Le 26 septembre 2008, dans une émission diffusée sur la chaine Nova Televizia, le rédacteur en chef adjoint de Frognews, Alexandre Ivanov a confirmé que son supérieur Onyan Stefanov avait reçu, quelques jours avant son agression, des appels pressants de l’Agence de la sécurité nationale (DANS).
Alexandre Ivanov a également affirmé qu’il recevait depuis peu des menaces téléphoniques anonymes. Un inconnu lui a récemment dit : "Nous n’allons pas te tuer, mais il peut t’arriver la même chose qu’à ton chef". Le journaliste Dimitar Zlatov, qui participait à l’émission par téléphone, a lui aussi déclaré être confronté aux mêmes menaces.
Le 23 septembre, Onyan Stefanov, rédacteur en chef de Frognews, avait échappé à Sofia à une tentative de meurtre par quatre inconnus qui l’ont battu à coup de barres de fer et de marteaux. Les agresseurs sont soupçonnés d’appartenir à une organisation mafieuse connue sous le nom des « Marteaux », dont la « spécialité » consiste à casser les bras et les jambes des personnes qu’elle rackette.
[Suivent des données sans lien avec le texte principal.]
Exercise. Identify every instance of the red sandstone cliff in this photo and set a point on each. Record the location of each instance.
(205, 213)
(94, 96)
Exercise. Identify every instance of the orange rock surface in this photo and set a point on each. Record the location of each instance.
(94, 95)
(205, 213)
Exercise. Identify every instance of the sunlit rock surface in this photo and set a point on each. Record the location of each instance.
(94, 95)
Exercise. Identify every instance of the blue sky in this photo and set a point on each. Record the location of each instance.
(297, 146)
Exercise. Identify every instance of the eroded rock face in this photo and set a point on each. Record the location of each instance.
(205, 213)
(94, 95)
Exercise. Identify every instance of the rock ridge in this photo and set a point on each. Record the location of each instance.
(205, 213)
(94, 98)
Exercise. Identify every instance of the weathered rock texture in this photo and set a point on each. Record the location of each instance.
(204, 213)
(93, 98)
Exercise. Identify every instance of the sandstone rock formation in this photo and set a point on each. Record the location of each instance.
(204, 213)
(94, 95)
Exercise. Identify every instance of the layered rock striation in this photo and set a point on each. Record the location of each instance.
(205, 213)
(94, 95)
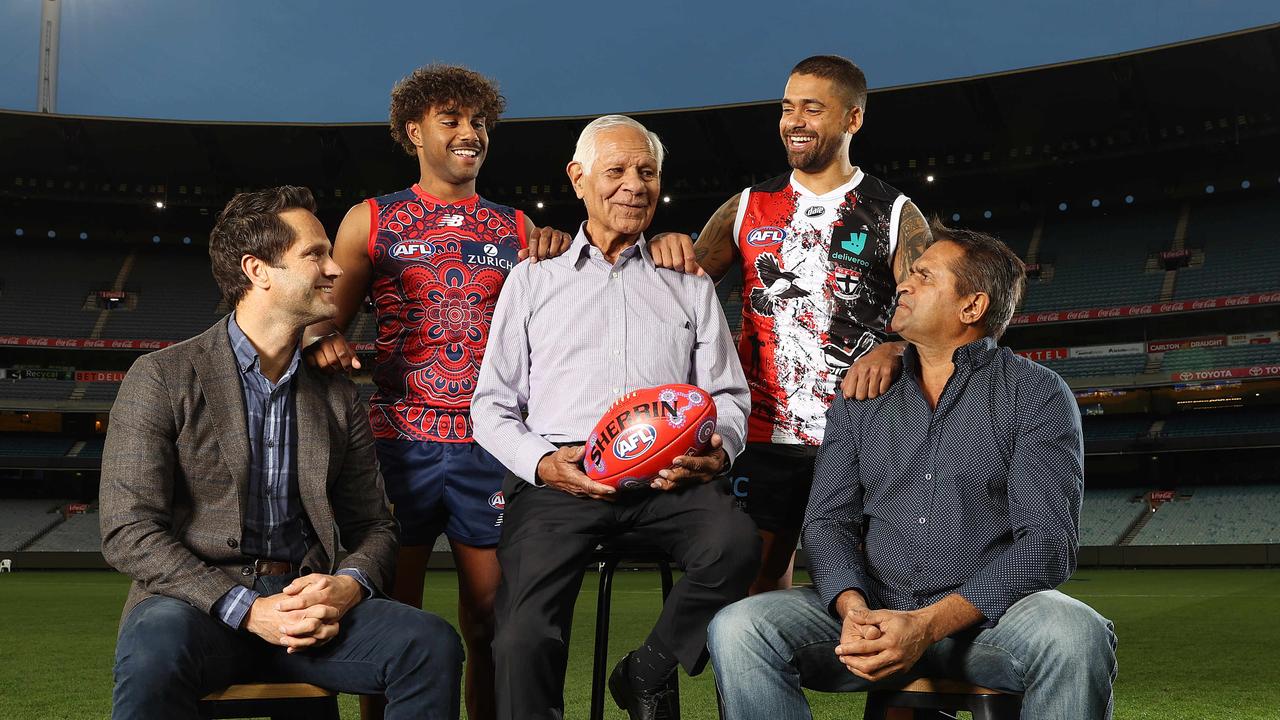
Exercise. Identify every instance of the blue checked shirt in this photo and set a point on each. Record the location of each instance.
(979, 496)
(275, 525)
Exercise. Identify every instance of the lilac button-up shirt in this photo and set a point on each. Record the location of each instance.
(572, 333)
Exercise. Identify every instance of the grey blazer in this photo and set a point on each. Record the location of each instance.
(176, 475)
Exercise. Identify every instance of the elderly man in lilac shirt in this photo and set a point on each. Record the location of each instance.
(570, 336)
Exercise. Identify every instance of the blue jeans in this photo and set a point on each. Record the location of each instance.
(169, 655)
(1054, 650)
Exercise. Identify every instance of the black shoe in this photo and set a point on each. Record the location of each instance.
(643, 705)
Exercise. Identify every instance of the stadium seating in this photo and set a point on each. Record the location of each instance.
(45, 287)
(1232, 356)
(1107, 513)
(1097, 367)
(36, 390)
(176, 296)
(80, 533)
(1223, 423)
(1221, 514)
(1118, 427)
(1239, 240)
(1101, 261)
(31, 445)
(21, 520)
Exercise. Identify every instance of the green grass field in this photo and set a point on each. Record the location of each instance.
(1193, 643)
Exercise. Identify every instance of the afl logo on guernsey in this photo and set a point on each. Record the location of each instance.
(766, 236)
(634, 441)
(411, 250)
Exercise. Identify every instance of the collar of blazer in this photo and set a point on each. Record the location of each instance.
(224, 400)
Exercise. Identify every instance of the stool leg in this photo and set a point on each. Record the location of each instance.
(600, 664)
(673, 683)
(876, 707)
(664, 568)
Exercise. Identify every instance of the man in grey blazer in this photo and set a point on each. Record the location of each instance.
(229, 477)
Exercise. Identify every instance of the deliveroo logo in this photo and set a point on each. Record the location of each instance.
(855, 242)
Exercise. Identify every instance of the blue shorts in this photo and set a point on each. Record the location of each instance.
(449, 487)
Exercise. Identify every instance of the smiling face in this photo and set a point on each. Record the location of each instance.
(817, 123)
(301, 282)
(622, 185)
(451, 142)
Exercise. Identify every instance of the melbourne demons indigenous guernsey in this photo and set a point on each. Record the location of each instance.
(438, 269)
(817, 294)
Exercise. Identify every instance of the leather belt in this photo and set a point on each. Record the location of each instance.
(272, 568)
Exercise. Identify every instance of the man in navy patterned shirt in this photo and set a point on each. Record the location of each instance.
(944, 515)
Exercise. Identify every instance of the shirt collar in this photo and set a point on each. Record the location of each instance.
(973, 355)
(246, 355)
(581, 247)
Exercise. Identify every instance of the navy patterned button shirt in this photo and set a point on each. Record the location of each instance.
(979, 496)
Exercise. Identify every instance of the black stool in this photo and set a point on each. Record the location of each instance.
(924, 697)
(279, 701)
(622, 548)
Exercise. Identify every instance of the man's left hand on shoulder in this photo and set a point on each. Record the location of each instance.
(873, 373)
(545, 242)
(694, 468)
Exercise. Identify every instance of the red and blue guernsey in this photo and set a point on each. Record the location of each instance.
(438, 269)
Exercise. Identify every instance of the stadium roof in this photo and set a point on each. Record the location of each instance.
(1212, 92)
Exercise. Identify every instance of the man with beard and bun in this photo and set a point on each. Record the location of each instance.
(434, 258)
(821, 251)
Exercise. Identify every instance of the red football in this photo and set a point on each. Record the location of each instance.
(644, 431)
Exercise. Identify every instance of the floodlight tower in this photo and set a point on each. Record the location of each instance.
(50, 27)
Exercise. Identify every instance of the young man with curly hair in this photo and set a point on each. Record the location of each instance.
(433, 258)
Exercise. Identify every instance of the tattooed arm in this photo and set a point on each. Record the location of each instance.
(913, 236)
(874, 372)
(714, 251)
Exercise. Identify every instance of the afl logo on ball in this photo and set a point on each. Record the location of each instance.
(704, 432)
(634, 441)
(766, 236)
(411, 250)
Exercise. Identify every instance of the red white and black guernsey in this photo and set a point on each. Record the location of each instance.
(438, 269)
(817, 294)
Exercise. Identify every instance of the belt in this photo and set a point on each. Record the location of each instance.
(272, 568)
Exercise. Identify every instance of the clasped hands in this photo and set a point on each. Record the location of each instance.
(306, 613)
(878, 643)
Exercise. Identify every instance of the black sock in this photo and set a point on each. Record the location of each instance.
(650, 665)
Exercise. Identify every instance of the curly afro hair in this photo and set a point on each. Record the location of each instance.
(442, 86)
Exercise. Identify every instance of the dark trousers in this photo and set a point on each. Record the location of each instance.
(169, 655)
(548, 537)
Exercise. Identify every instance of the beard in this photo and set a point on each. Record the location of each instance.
(819, 155)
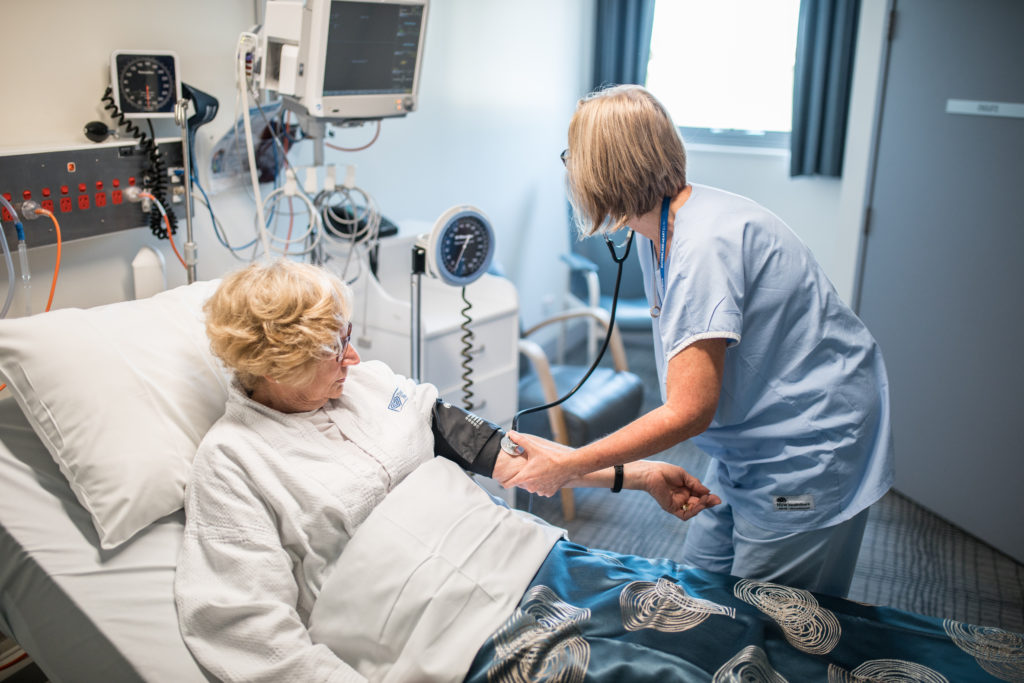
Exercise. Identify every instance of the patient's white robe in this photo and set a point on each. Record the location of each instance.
(270, 504)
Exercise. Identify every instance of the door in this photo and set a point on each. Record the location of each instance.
(943, 273)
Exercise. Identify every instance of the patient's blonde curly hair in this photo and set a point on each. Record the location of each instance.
(625, 156)
(276, 321)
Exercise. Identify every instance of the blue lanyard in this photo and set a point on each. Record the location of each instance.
(665, 236)
(655, 309)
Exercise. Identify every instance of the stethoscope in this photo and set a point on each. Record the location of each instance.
(620, 261)
(506, 443)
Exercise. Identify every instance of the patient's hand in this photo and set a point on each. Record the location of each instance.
(678, 492)
(507, 467)
(548, 465)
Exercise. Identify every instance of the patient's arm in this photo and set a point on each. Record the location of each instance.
(467, 439)
(678, 492)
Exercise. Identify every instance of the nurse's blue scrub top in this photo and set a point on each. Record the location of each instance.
(801, 435)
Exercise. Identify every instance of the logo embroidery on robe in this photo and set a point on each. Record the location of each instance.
(398, 399)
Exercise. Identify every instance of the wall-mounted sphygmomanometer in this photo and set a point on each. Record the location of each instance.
(145, 84)
(458, 251)
(460, 247)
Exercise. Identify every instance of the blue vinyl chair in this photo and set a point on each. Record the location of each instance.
(610, 398)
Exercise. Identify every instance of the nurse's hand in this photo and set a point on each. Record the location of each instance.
(506, 467)
(678, 492)
(548, 468)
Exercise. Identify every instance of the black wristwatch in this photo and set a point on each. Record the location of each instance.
(617, 484)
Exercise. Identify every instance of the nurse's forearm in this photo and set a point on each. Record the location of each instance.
(656, 431)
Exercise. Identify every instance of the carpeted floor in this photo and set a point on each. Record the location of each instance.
(909, 558)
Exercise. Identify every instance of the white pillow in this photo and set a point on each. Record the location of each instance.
(121, 395)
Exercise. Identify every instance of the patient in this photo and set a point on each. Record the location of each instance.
(310, 443)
Les pressions exercées sur les membres de la rédaction de Frognews font suite à la fermeture du site Opasnite.net qui avait mis en ligne des informations « classées secrètes » sur des affaires de corruption. Yorgo Petsas, journaliste à Frognews, avait été arrêté le 5 septembre 2008, et interrogé pendant sept heures par l’Agence de la sécurité nationale qui soupçonne la rédaction de Frognews d’être à l’origine de la création du site Opasnite.net. Yorgo Petsas n’a pas souhaité participer à l’émission de Nova Televizia par peur des représailles. Outre les menaces téléphoniques, le journaliste est également attaqué en justice par la société de taxis S-Express qui lui réclame un million d’euros de dommages et intérêts. La société, citée dans des documents publiés sur Opasnite, espionnerait ses clients au profit d’un groupe mafieux.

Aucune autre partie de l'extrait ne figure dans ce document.